One in four juniors say they have been bullied
Like the rest of her colleagues in the medical profession, she has had to study and pass countless exams to get to where she is today.
In theory, she should now be in the final stages of her training and preparing to become a consultant.
In reality, the 33-year-old is considering giving up her career and leaving the NHS.
'Culture of bullying'
Her reason: she is simply no longer willing or able to put up with the bullying from senior doctors, which has dogged her life since she first donned the white coat.
This time last year, Matilda was working as a specialist registrar in anaesthesia at a hospital in north-west England.
I was routinely humiliated in front of other doctors and sometimes even in front of patients.
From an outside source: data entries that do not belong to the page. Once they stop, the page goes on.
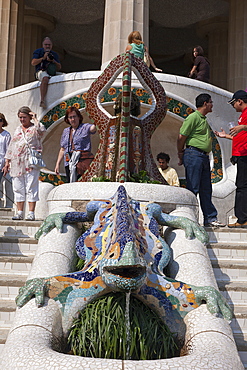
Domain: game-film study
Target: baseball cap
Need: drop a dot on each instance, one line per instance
(240, 94)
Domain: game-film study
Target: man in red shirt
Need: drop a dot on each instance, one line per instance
(238, 135)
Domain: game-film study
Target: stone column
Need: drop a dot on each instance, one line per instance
(121, 18)
(237, 45)
(11, 21)
(216, 30)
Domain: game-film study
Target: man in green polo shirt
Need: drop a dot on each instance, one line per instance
(195, 137)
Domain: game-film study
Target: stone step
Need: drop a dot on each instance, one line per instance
(18, 245)
(7, 312)
(227, 235)
(234, 292)
(227, 251)
(241, 342)
(6, 212)
(230, 270)
(10, 284)
(239, 321)
(19, 228)
(3, 335)
(15, 264)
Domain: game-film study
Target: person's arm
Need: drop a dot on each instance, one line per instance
(92, 129)
(236, 129)
(55, 61)
(180, 146)
(193, 70)
(59, 160)
(6, 167)
(152, 62)
(223, 134)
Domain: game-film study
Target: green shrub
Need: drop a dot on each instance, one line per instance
(100, 331)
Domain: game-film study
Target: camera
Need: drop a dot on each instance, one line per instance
(50, 56)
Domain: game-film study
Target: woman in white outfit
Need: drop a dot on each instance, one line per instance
(4, 142)
(25, 179)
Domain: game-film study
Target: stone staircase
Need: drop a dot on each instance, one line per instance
(17, 250)
(228, 253)
(227, 250)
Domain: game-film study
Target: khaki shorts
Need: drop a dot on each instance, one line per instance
(40, 74)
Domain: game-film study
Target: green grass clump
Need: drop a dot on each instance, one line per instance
(100, 331)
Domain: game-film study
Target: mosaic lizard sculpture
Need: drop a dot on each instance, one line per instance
(123, 251)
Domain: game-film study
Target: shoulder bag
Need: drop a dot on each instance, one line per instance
(35, 160)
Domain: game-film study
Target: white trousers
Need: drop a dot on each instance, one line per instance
(26, 187)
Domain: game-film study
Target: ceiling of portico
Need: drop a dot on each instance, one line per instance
(173, 30)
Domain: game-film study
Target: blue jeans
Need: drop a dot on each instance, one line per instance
(198, 180)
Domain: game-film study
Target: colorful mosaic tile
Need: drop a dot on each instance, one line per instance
(104, 160)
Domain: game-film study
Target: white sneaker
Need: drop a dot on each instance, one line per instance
(215, 223)
(30, 217)
(17, 217)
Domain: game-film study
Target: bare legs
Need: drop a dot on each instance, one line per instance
(31, 206)
(43, 90)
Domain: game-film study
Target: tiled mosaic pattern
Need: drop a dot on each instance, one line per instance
(117, 251)
(208, 345)
(108, 164)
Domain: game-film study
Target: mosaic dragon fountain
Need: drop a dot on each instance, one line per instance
(123, 251)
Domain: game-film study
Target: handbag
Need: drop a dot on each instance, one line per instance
(146, 59)
(35, 160)
(84, 162)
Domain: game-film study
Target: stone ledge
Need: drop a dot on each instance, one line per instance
(240, 286)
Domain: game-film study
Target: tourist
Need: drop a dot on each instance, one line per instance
(25, 179)
(75, 145)
(201, 68)
(5, 138)
(195, 134)
(47, 64)
(169, 173)
(137, 47)
(238, 135)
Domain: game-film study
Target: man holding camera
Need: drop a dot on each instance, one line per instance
(46, 63)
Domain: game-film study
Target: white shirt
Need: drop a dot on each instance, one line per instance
(4, 143)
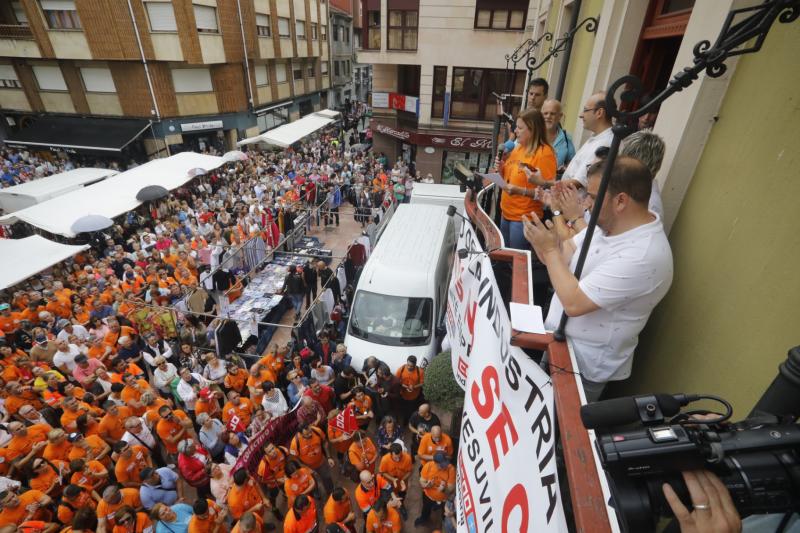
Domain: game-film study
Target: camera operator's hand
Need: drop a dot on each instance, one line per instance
(713, 510)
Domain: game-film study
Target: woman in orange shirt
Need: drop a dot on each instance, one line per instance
(530, 165)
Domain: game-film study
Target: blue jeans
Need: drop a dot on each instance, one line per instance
(513, 234)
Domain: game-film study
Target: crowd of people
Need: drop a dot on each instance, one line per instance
(119, 414)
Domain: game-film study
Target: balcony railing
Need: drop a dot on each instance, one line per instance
(15, 31)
I was not alone
Within a few weeks she had left her job, had been diagnosed as clinically depressed and was taking anti-depressants.
"I was subjected to insidious bullying by a senior medical colleague," she says.
The memories are still raw. Matilda is clearly struggling to contain her emotions as she relays the events that led her to leave her job.
"It was a very difficult and stressful time," she says. "I was under an enormous amount of pressure.
"It affected my mental health. I had to go off sick. I was suffering from depression. I didn't work for four months and I was on anti-depressants."
Matilda says the bullying started when she failed to deliver on what she says was an unrealistic demand.
'Chastised and humiliated'
She is reluctant to go into the precise details, not least because she is considering taking action against the individual and hospital involved.
But she says: "I was asked to achieve the impossible and when I didn't deliver, I was chastised and humiliated."
There have been times when I have been considering whether I should leave medicine altogether.
Matilda says she has been bullied by senior medical colleagues throughout her career.
"It was there from the very start," she says.
"There is a culture of bullying in the NHS and junior doctors are in a very difficult position.
"I was routinely humiliated in front of other doctors and sometimes even in front of patients. I was not alone.
"It is routine but very few people are prepared to do anything about it."
Certainly, Matilda's experiences are not unique. Thousands of junior doctors are regularly bullied in British hospitals.
Figures published last year, suggests it affects one in four trainees.
However, Matilda is rather unique in that she is prepared to speak out.
The vast majority of junior doctors appear willing to accept bullying as a part of their professional lives.
Few raise their heads above the parapet to blow the whistle on their bosses.
The fact is that, by doing so, they risk blowing the whistle on their medical careers.
It is a risk Matilda is willing to take.
"I know I am taking a risk. I don't know how this will affect my career. But I think someone has to speak out. People are too afraid to speak out."
One year on, Matilda is still struggling to get her career back on track.
"I am now only working part-time. I am still not back in training," she says.
"I don't know what the future holds. There have been times when I have been considering whether I should leave medicine altogether. I don't know, maybe I will."
The British Medical Association launched a campaign last year to stamp out bullying in the NHS.
Its success or otherwise is dependent on people like Matilda speaking out and trusts and other institutions taking action against those found guilty of bullying staff.